作品概要
《黒いアネット》は、画家のアルベルト・ジャコメッティによって制作された作品。制作年は1962年から1962年で、ジャコメッティ財団に所蔵されている。

《黒いアネット》は、スイス出身の20世紀の彫刻家であり、画家でもあるアルベルト・ジャコメッティ(1901-1966)が1962年に制作した油彩画である。
モデルのアネット
1943年、アネット・アーム(1923-1993)はスイスのジュネーヴでジャコメッティと出会った。それから6年後の1949年、ふたりは結婚した。かねてからパリのイポリット・メンドロン通りに住んでいたジャコメッティと暮らすようになり、生涯添い遂げた。
アネットはアルベルトのお気に入りのモデルのひとりだった。彫刻、絵画とドローイング――人物画からヌード、スケッチまで――の膨大な量は、弟ディエゴをモデルにした作品の数と匹敵する。
何度も引かれた描線
本作では、アネットの姿が黒く描かれたのち、グレーに彩色している。そのあと、白で加筆している。背景はグレーを塗り重ねているが、カンバスの端は白い余白を残している。
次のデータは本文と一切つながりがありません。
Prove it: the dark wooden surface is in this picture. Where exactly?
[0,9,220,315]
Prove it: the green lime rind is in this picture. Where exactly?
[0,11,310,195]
この画家自身が残した余白のような枠が肖像画としての機能に一役買っている。黒い色調は1960年代の他の作品にも見られる。頭部の輪郭は顔の目鼻と同じく何度も描きなおしたあとから、画家のこだわりが感じられる。アネットの目は大きく見開かれ、まっすぐこちらを見つめている。その姿は、ジャコメッティが高く評価していたコプト美術の葬式のときの肖像画を彷彿させる。
本作は1962年《黒いアネット》としてスイスで展示され、1964年にはスイスのバーゼルで国際的なグループ展の一環で《アネットの肖像》とタイトルをつけ出品した。1965年には《アネット》としてイギリスのロンドン、デンマークのフムレベックの画家の回顧展で展示された。これらの展覧会のカタログには、制作年が1962年と記載されている。